The acting, however, is properly timeless. McTeer is a thoroughly believable Mary: handsome, beautifully spoken, and almost acrobatically agile. Walter's Elizabeth shuttles provocatively between starchiness and giddiness, grandeur and ultimate forlornness. - John Simon, Bloomberg.
And, ah, the ultimate rub: They are "female kings," as Peter Oswald's juicy new adaptation of Schiller's German text has it, in a land where men are used to being governed only by men. - Ben Brantley, New York Times.
One of the master strokes of Lloyd's austere presentation is to costume rival monarchs Elizabeth (Harriet Walter) and Mary Stuart (Janet McTeer) in period dress, surrounded by men in contemporary suits. Their ranks may be elevated by bloodline and their current stations at opposite extremes, but these women are equally isolated and undermined in a world of scheming male bureaucrats. - David Rooney, Variety.

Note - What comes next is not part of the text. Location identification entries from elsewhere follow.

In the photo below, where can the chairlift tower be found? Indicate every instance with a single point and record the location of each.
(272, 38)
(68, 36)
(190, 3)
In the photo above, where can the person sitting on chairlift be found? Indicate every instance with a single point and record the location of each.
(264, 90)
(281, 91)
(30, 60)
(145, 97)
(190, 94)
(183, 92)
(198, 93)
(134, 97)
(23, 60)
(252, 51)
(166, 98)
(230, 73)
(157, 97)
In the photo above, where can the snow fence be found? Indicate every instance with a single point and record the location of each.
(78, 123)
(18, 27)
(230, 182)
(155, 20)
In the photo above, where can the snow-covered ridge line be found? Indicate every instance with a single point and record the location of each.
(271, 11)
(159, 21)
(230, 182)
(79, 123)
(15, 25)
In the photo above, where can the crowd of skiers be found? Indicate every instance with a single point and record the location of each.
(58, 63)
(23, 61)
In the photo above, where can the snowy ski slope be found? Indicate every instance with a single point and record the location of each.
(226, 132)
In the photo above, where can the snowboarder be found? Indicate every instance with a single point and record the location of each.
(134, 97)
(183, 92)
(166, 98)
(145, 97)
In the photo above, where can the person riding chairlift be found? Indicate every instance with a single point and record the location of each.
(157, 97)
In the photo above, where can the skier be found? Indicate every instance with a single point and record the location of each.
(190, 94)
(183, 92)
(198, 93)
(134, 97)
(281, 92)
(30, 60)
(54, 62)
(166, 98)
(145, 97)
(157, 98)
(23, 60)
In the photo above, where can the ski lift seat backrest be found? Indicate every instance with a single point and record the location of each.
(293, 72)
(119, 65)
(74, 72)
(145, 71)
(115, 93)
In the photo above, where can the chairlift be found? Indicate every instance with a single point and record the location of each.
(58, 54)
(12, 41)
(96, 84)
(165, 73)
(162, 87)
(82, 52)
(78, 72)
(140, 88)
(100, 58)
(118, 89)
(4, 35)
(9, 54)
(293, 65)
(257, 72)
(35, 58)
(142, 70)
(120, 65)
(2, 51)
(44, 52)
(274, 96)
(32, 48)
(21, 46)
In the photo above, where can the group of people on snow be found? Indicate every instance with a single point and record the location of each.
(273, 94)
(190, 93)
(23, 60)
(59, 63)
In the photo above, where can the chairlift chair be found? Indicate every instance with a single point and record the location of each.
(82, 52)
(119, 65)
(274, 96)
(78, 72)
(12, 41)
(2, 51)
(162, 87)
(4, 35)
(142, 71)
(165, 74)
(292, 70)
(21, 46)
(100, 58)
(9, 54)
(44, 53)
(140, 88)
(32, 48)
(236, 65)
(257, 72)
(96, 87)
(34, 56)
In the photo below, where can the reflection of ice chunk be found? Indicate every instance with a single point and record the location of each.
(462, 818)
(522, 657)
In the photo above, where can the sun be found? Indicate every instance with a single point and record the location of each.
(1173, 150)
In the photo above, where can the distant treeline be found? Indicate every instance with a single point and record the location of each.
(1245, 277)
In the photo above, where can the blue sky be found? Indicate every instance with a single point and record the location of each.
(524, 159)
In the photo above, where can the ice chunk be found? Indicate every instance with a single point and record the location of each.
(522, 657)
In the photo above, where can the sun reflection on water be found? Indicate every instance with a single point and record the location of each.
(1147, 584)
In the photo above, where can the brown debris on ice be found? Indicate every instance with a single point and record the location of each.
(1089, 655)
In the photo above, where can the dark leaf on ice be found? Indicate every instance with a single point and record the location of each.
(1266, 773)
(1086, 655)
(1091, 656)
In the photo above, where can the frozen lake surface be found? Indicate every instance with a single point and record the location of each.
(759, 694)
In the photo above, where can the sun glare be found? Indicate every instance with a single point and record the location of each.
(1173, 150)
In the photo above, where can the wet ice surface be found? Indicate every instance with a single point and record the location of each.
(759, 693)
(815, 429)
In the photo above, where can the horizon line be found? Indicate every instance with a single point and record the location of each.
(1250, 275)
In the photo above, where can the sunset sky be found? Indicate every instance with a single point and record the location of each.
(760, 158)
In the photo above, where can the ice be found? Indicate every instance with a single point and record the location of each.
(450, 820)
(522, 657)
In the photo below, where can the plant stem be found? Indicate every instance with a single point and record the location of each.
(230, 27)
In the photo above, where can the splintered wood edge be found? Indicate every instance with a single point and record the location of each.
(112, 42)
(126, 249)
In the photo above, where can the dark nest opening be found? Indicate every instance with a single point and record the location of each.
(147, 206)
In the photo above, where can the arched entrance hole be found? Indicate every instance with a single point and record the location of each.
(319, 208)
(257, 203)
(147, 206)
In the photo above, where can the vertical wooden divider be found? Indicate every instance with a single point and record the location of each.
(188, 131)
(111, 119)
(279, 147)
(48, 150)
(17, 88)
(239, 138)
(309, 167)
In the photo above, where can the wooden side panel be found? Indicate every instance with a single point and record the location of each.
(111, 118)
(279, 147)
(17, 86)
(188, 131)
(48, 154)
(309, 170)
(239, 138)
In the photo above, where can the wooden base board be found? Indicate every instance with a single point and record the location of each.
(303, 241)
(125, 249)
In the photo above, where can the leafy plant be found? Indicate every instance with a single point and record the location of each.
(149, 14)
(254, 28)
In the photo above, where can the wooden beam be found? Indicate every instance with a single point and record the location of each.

All the men wear contemporary suits and this year's striped regimental ties to brand them as timeless bureaucrats, whereas inspired set-and-costume-designer Anthony Ward keeps the three women -- including Mary's loyal nurse, Hanna Kennedy (Maria Tucci) -- in period clothes. - David Finkle, Theatermania.
The suspense is palpable despite the fact we know how the play will end. Credit director Phyllida Lloyd and adapter Peter Oswald, who have created a taut tale of political intrigue, a bruising contest in which the prize is England itself. - Michael Kuchwara, AP.
As adapted by Peter Oswald and directed with a contemporary angle by Phyllida Lloyd, this 18th-century chestnut set in the 16th century has the look and feel of the 21st. - David Sheward, Backstage.
This production was obviously shipped to New York following its London premiere to showcase the subtle, layered performances of its leading actresses. But whether audiences will also appreciate the rest of the play is questionable. - Matt Windman, am New York.
The talky first act is a long runup to a fictitious meeting between the queens, which comes after intermission and finally gets this potboiler bubbling. - Joe Dziemianowicz, New York Daily News.